A separate Statistics Canada report showed that factory prices and raw materials costs fell faster than economists predicted last month. The industrial product price index fell 0.3 percent in June from May, led by petroleum and coal products as gasoline prices dropped 4.3 percent, Statistics Canada said. The median estimate in a Bloomberg survey of 15 economists was for a 0.1 percent decline.
U.S. gross domestic product rose at a 1.3 percent annual rate following a 0.4 percent gain in the prior quarter that was less than previously estimated, Commerce Department figures showed today in Washington. The median forecast of economists surveyed by Bloomberg News called for a 1.8 percent increase.

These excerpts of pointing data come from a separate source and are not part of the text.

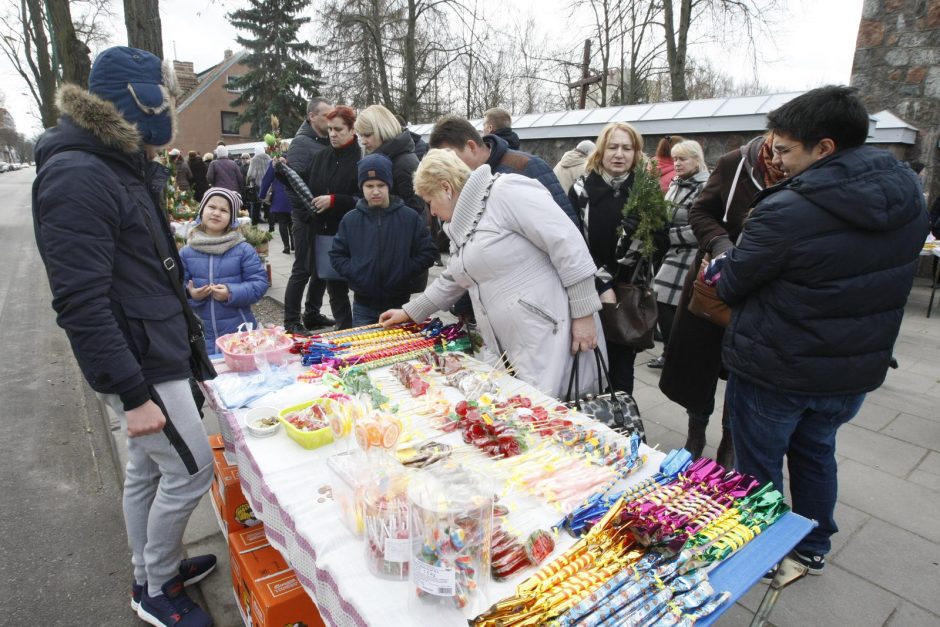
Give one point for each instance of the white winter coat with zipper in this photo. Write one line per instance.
(516, 252)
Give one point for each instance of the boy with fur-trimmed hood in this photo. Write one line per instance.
(97, 202)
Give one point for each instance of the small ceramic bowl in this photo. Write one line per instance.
(262, 422)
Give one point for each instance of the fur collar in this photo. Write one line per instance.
(99, 117)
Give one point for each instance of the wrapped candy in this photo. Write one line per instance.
(451, 525)
(386, 519)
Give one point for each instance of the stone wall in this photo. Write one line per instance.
(897, 67)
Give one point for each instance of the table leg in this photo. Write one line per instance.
(933, 286)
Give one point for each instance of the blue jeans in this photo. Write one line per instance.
(363, 315)
(767, 425)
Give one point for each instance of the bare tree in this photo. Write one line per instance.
(73, 53)
(142, 19)
(44, 51)
(740, 19)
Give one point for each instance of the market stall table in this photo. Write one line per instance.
(289, 488)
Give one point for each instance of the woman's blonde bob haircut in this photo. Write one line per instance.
(690, 149)
(379, 121)
(440, 165)
(595, 162)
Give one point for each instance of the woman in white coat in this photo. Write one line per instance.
(527, 269)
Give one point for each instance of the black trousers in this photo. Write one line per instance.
(621, 361)
(303, 276)
(665, 315)
(283, 222)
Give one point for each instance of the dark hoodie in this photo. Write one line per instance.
(380, 251)
(305, 145)
(819, 280)
(401, 150)
(93, 190)
(505, 159)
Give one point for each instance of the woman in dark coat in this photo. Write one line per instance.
(334, 185)
(199, 170)
(598, 197)
(693, 355)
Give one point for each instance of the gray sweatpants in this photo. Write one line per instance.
(166, 476)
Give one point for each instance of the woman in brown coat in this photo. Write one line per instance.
(693, 355)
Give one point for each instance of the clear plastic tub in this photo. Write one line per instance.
(451, 530)
(386, 522)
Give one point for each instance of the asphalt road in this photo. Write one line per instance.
(63, 553)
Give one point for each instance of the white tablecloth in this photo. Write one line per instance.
(288, 488)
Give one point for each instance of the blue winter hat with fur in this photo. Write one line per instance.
(141, 86)
(375, 166)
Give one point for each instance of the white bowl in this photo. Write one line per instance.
(267, 428)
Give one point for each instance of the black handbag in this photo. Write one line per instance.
(631, 321)
(618, 410)
(199, 362)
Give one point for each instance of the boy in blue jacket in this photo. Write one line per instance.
(222, 272)
(381, 246)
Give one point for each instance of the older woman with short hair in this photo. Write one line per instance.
(599, 196)
(379, 131)
(528, 271)
(691, 176)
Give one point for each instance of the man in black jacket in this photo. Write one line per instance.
(97, 202)
(310, 139)
(817, 283)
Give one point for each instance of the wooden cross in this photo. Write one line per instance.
(586, 78)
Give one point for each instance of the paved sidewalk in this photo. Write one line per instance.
(884, 568)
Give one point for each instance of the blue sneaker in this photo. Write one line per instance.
(192, 570)
(173, 608)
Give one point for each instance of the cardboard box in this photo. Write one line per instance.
(265, 587)
(231, 506)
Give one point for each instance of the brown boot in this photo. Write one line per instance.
(695, 441)
(725, 455)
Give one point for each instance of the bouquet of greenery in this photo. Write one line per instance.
(646, 201)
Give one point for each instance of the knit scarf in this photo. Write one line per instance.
(214, 244)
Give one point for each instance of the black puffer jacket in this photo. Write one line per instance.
(303, 148)
(333, 173)
(93, 190)
(380, 251)
(401, 150)
(820, 277)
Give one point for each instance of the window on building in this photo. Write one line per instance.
(229, 86)
(230, 125)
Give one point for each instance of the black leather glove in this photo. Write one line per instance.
(630, 224)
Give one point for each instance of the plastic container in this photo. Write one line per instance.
(262, 422)
(386, 521)
(273, 348)
(451, 513)
(349, 474)
(312, 438)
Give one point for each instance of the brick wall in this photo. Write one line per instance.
(897, 67)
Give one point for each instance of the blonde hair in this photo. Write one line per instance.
(690, 149)
(595, 161)
(440, 165)
(379, 121)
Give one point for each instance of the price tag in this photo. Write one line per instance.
(434, 580)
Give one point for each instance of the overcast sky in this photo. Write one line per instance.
(813, 43)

Canada’s currency weakened earlier as an impasse between President Barack Obama and House Speaker John Boehner spurred some investors to predict the U.S. will lose its AAA credit rating. Moody’s Investors Service said it may cut Spain’s credit ranking.
“This is all about the U.S. dollar and the euro,” said Firas Askari, head currency trader at Bank of Montreal’s BMO Capital unit, by e-mail from Toronto. “The market is focused on the U.S. deficit crises. This continuing political brinksmanship is causing great unease in all asset classes. This is not a Canadian dollar story at all.”
Canada’s dollar has declined 3.3 percent this year versus the currencies of nine other developed nations in the second- worst performance, according to Bloomberg Correlation-Weighted Currency Indexes. The greenback has fallen 7.9 percent and the Japanese yen has lost 2.1 percent of its value.